"Fail you? How can I fail?"
"You can't, of course you can't. Your star is above you. But don't listen to them."
"To whom do you mean, Olive? To my parents?"
"Oh no, not your parents," Miss Chancellor replied, with some sharpness. She paused a moment, and then she said: "I don't care for your parents. I have told you that before; but now that I have seen them—as they wished, as you wished, and I didn't—I don't care for them; I must repeat it, Verena. I should be dishonest if I let you think I did."
"Why, Olive Chancellor!" Verena murmured, as if she were trying, in spite of the sadness produced by this declaration, to do justice to her friend's impartiality.

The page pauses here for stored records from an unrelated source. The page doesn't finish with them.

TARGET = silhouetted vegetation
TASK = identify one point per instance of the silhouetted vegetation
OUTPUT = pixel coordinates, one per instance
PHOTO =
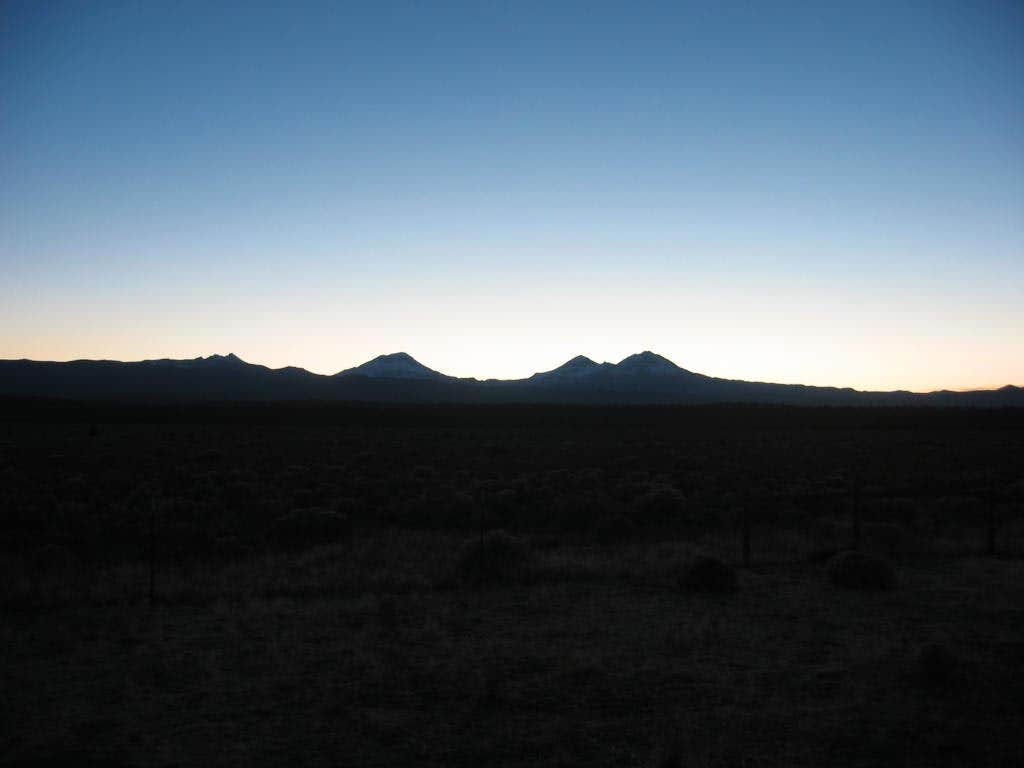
(444, 585)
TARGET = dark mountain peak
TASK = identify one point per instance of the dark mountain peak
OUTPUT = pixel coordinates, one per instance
(580, 361)
(648, 363)
(578, 367)
(393, 366)
(229, 357)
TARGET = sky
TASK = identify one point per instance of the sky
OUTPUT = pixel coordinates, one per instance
(826, 194)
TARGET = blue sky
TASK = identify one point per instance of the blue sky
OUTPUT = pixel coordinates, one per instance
(816, 193)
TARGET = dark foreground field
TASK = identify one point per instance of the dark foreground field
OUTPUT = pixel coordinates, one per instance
(327, 586)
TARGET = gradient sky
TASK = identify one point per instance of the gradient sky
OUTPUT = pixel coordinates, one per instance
(815, 193)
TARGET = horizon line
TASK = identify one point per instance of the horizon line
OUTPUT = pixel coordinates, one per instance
(229, 354)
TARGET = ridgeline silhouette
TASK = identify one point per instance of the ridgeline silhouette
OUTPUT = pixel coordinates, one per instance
(640, 379)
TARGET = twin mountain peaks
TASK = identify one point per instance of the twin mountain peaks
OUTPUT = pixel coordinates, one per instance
(640, 379)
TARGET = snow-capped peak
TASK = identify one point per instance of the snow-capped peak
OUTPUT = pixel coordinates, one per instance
(394, 366)
(647, 363)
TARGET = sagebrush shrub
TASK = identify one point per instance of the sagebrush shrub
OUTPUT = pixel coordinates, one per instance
(709, 574)
(613, 529)
(494, 558)
(307, 527)
(858, 570)
(934, 666)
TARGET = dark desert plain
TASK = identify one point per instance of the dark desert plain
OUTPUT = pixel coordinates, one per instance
(532, 585)
(526, 383)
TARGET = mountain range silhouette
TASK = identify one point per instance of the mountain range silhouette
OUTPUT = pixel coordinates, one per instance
(644, 378)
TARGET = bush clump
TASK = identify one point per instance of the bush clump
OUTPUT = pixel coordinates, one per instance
(934, 666)
(611, 529)
(308, 527)
(858, 570)
(709, 574)
(494, 558)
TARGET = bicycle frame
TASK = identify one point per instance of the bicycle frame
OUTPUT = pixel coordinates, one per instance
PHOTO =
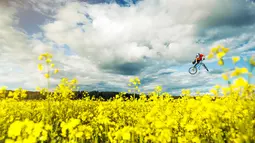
(199, 65)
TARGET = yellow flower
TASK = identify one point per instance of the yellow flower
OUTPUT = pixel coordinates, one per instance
(48, 61)
(252, 61)
(240, 82)
(235, 59)
(239, 71)
(56, 71)
(40, 67)
(220, 62)
(40, 57)
(47, 75)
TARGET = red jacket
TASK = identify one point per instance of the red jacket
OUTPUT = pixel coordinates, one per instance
(200, 57)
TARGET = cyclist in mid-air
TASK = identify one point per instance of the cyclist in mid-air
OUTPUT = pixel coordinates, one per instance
(198, 59)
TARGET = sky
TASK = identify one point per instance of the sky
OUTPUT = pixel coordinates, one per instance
(104, 43)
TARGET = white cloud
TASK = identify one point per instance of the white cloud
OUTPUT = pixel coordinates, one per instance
(117, 36)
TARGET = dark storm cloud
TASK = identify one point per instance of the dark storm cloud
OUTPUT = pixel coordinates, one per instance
(125, 68)
(30, 20)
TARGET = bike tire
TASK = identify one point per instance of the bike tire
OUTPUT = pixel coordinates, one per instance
(205, 67)
(192, 68)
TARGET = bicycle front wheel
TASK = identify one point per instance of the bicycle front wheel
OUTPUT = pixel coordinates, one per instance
(192, 70)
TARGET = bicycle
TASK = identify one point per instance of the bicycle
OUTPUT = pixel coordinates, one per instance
(194, 68)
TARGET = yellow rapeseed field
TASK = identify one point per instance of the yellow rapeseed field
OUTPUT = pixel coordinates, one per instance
(225, 115)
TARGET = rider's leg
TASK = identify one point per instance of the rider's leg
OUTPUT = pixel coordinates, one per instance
(205, 67)
(198, 61)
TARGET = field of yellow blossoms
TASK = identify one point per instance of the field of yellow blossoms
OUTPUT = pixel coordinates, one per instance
(225, 115)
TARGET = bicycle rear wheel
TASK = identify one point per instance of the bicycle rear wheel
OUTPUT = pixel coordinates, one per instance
(205, 67)
(192, 70)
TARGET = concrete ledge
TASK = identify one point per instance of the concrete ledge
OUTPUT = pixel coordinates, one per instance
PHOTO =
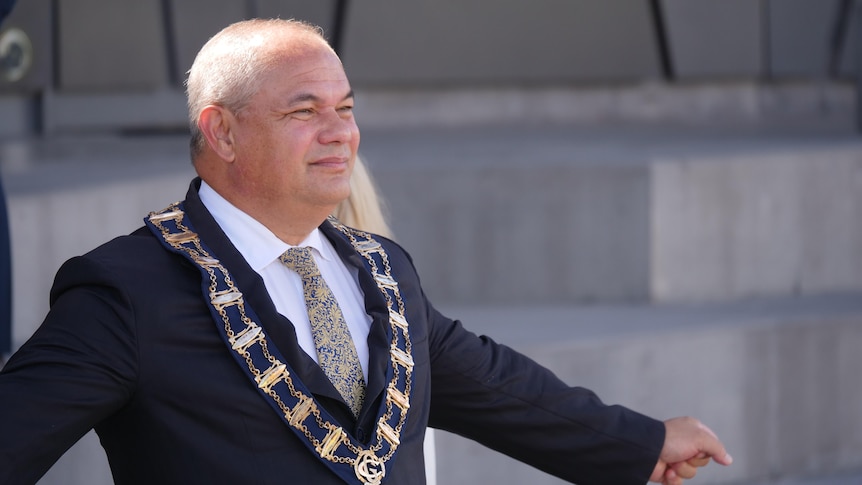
(776, 379)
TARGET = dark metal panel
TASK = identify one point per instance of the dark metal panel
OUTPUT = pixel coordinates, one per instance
(715, 38)
(111, 45)
(851, 59)
(194, 22)
(800, 37)
(393, 42)
(25, 48)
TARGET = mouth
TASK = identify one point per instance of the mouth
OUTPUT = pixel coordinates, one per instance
(332, 162)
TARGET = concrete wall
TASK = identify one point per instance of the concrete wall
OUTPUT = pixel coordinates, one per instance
(125, 60)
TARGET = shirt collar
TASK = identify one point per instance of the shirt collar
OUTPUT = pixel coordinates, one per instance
(257, 244)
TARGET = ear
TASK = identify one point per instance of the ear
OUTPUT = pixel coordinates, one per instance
(216, 123)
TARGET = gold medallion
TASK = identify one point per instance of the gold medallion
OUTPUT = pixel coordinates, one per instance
(369, 468)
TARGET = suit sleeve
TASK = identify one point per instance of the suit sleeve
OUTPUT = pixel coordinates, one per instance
(78, 368)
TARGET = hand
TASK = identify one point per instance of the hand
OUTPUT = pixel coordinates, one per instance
(688, 445)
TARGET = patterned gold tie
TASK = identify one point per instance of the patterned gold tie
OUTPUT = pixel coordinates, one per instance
(336, 352)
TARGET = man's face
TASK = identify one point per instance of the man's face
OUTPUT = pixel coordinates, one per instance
(296, 141)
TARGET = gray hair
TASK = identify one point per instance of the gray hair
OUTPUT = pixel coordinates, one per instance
(228, 68)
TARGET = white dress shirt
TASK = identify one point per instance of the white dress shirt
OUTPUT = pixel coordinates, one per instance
(262, 249)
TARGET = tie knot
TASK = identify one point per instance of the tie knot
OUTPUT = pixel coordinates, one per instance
(301, 261)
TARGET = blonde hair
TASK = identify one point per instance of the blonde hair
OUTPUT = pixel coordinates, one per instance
(363, 209)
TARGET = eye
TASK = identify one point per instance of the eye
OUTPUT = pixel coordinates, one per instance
(304, 113)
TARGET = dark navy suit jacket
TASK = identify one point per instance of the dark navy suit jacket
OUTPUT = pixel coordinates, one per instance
(130, 349)
(5, 279)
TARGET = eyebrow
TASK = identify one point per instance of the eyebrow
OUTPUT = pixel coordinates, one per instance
(303, 97)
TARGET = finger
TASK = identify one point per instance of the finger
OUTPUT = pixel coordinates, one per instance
(671, 478)
(685, 470)
(712, 447)
(699, 461)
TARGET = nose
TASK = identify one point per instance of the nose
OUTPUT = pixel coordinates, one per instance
(337, 128)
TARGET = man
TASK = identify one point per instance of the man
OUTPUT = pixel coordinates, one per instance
(194, 348)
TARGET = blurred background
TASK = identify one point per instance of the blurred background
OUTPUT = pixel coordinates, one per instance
(660, 200)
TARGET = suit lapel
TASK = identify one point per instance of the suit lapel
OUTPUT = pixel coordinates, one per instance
(279, 328)
(375, 306)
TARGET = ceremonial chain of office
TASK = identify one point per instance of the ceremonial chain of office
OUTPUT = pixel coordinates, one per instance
(354, 462)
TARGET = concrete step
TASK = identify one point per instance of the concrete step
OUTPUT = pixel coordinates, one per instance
(564, 213)
(775, 378)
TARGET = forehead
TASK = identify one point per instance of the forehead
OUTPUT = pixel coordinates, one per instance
(306, 66)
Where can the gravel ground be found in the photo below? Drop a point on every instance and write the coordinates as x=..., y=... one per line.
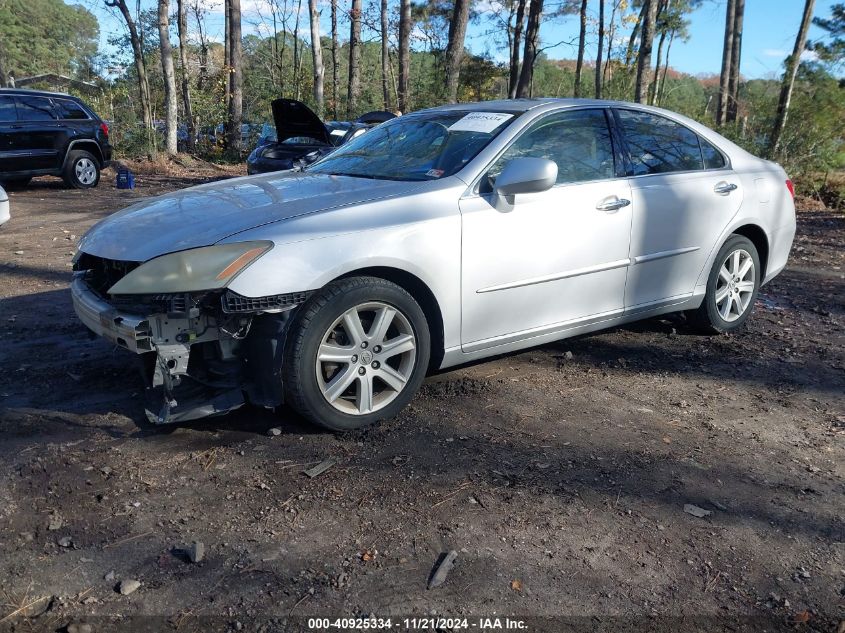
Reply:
x=559, y=475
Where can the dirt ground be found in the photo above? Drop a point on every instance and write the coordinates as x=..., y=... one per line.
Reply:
x=558, y=475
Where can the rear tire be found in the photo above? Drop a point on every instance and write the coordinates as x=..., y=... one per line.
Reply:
x=82, y=170
x=16, y=183
x=732, y=287
x=357, y=353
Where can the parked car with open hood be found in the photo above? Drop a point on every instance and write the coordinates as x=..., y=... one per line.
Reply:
x=302, y=138
x=438, y=238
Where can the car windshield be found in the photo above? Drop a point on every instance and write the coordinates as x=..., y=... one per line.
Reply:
x=422, y=146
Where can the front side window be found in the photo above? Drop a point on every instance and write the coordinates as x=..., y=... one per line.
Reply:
x=578, y=142
x=659, y=145
x=420, y=146
x=35, y=109
x=69, y=109
x=7, y=110
x=713, y=158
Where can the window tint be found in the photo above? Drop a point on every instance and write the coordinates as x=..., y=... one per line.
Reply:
x=578, y=141
x=713, y=158
x=69, y=109
x=35, y=109
x=658, y=145
x=7, y=110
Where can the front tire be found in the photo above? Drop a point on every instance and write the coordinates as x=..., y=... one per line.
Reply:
x=731, y=287
x=357, y=353
x=82, y=170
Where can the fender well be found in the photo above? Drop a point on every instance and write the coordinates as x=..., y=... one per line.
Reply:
x=89, y=146
x=417, y=288
x=760, y=241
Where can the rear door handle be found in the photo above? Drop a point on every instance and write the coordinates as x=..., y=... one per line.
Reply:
x=724, y=187
x=612, y=204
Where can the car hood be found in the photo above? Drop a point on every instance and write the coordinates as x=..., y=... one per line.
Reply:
x=204, y=215
x=294, y=119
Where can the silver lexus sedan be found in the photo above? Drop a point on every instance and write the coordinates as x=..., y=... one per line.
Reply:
x=440, y=237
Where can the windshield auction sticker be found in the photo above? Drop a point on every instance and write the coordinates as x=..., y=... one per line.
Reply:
x=480, y=122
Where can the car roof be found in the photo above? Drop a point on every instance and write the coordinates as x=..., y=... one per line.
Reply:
x=524, y=105
x=38, y=93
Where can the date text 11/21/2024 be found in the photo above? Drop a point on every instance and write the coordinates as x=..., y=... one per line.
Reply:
x=418, y=624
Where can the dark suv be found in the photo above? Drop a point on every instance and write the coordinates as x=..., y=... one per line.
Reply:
x=50, y=134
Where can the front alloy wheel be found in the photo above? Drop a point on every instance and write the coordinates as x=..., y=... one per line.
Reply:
x=366, y=358
x=356, y=353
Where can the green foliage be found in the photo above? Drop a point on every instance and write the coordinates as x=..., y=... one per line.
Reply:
x=42, y=36
x=833, y=50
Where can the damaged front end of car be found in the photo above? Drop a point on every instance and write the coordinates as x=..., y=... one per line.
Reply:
x=203, y=352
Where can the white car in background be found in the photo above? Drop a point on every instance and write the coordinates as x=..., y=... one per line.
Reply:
x=4, y=207
x=440, y=237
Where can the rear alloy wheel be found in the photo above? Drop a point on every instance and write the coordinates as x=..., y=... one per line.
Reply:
x=358, y=352
x=82, y=171
x=731, y=287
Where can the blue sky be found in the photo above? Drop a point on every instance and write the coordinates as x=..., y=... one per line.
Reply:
x=768, y=34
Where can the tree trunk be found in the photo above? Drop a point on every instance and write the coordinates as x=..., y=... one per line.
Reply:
x=665, y=69
x=297, y=54
x=404, y=55
x=317, y=54
x=611, y=32
x=182, y=24
x=724, y=75
x=354, y=90
x=3, y=77
x=455, y=48
x=529, y=55
x=227, y=55
x=644, y=55
x=736, y=54
x=653, y=88
x=203, y=46
x=517, y=41
x=385, y=57
x=791, y=70
x=138, y=54
x=169, y=77
x=582, y=36
x=334, y=59
x=635, y=33
x=599, y=49
x=236, y=101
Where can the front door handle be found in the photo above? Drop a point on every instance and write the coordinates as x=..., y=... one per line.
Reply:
x=612, y=204
x=724, y=187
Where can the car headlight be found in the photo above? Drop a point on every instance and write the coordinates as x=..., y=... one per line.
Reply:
x=207, y=268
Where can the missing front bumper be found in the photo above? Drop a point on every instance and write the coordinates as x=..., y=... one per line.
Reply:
x=201, y=363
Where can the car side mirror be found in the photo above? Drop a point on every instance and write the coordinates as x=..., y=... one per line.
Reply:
x=526, y=175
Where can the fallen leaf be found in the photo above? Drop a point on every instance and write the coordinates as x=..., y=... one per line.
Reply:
x=801, y=617
x=696, y=511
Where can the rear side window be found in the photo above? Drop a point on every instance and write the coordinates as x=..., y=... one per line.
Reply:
x=7, y=110
x=713, y=158
x=659, y=145
x=66, y=109
x=35, y=109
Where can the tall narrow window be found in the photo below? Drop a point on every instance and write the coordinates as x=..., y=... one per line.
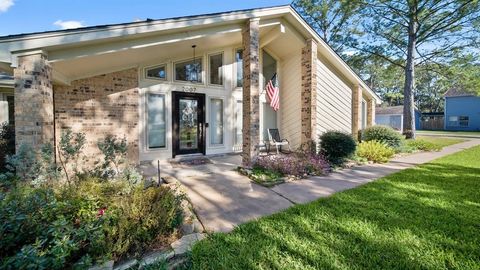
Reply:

"Yes, I am hard; perhaps I am cruel; but we must be hard if we wish to triumph. Don't listen to young men when they try to mock and muddle you. They don't care for you; they don't care for us. They care only for their pleasure, for what they believe to be the right of the stronger. The stronger? I am not so sure!"
"Some of them care so much—are supposed to care too much—for us," Verena said, with a smile that looked dim in the darkness.
"Yes, if we will give up everything. I have asked you before—are you prepared to give up?"
"Do you mean, to give you up?"
"No, all our wretched sisters—all our hopes and purposes—all that we think Sacred and worth living for!"